"Jews are a minority too!" by Alexis King
Updated: Feb 3
When people start their academic career at Sonoma State University, there are a plethora of classes from which to choose from. The first two years are dedicated to the completion of the General Education (GE) Pattern Curriculum. One of these requirements is to complete a course in ethnic studies. According to Sonoma State the “Ethnic Studies requirement involves studying one or American ethnic minorities.” Based off this statement, Ethnic Studies courses examine the race, ethnicity and culture of particular minorities.
What really is an ethnic minority? An ethnic minority is a distinct group that coexists
with, but is subordinate to a more dominant group consisting of different national or cultural
traditions. Minority status does not need to correlate with population.
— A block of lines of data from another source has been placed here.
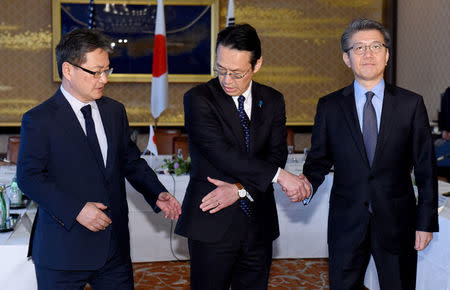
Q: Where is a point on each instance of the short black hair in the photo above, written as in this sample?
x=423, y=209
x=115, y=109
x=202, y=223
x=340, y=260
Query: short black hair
x=74, y=45
x=360, y=24
x=241, y=37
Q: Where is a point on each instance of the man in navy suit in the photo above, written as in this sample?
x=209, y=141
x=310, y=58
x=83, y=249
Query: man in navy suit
x=75, y=153
x=374, y=134
x=237, y=143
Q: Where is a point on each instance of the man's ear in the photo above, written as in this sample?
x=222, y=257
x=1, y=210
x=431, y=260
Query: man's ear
x=67, y=70
x=346, y=59
x=258, y=64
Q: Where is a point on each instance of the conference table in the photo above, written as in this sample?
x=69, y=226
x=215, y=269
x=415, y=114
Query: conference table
x=303, y=232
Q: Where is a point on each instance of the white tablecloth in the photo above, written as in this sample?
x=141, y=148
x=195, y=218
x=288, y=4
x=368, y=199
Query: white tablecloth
x=433, y=263
x=303, y=234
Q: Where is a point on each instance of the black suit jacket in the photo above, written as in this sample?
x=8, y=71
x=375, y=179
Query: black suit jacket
x=217, y=149
x=57, y=169
x=404, y=142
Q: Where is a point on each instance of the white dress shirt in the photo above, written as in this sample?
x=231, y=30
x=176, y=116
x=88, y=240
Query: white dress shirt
x=99, y=129
x=248, y=110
Minority groups may have a population larger than the size of the dominant group. Learning about minorities does not only open eyes to prominent issues from the past and present, it also allows students to do academically better, learn to value peers, and become empowered. Sonoma State has a lot to offer including classes about specific races, genders, social classes, economic classes and religious minorities. While this may be true, there seems to be a minority missing from the list of ethnic studies courses to choose from: Jewish Studies.
The Jewish community experienced historic levels of antisemitism in 2018. Anti-
Defamation League (ADL) recorded a total of 1,879 attacks against Jews and Jewish institutions across the country in 2018. White supremacist propaganda activity surged nationwide after the shooting at the Tree of Life synagogue which is a place of worship in Pittsburgh where 11 lives were claimed. The number of incidents in 2018 was 48 percent higher than the total for 2016 and 99 percent higher than in 2015. These incidents are occurring in a variety of places, including businesses, homes, parks, cemeteries and Jewish schooling institutions. This is a clear message that society needs to be informed and attentive to counter the violence antisemitism brings. Schools are ultimately aiding the issue by avoiding antisemitism.
There are many Jewish Studies programs present in 8 California State Universities (CSU). All of these programs are isolated from ethnic studies departments. Faculty and students
continue to support the addition of the program into the Ethnic Studies Model Curriculum;
however resistance persists in these schools. Around the country, Jewish Studies has become
independent, especially east of the Mississippi. This raises concerns for the CSU system that
involves “continuing a fifty-year pattern of isolating Jewish Studies from other Ethnic Studies
programs”. This ignores rising antisemitism which “increases the dangers for California’s
students and faculty”, and omits any discussion of it. Jewish Studies explores the religious
thought with the association of economics and social relationships, but religion is only a small
portion of Judaism. The CSU system continues to use the limitations of the ethnic studies
program from the late 1960s; this only includes “Africana Studies, Chicano/a-Latinx Studies,
Asian and Asian American Studies, and American Indian Studies."
The CSU system needs to update the ethnic studies model to include Jewish Studies. Changes are essential to move forward in the curriculum. The current model that excludes
Jewish Studies is a program of the past. It is 2019 and 50 years have gone by with no change and no incorporation. It is becoming more dangerous to be part of this ethnic minority in today’s world of violence. As schools ignore this issue, they are avoiding their Jewish students. Sonoma State is avoiding there Jewish students. I urge Sonoma State to take action and be the leader in this movement. The CSU system needs to change. Sonoma State needs to change.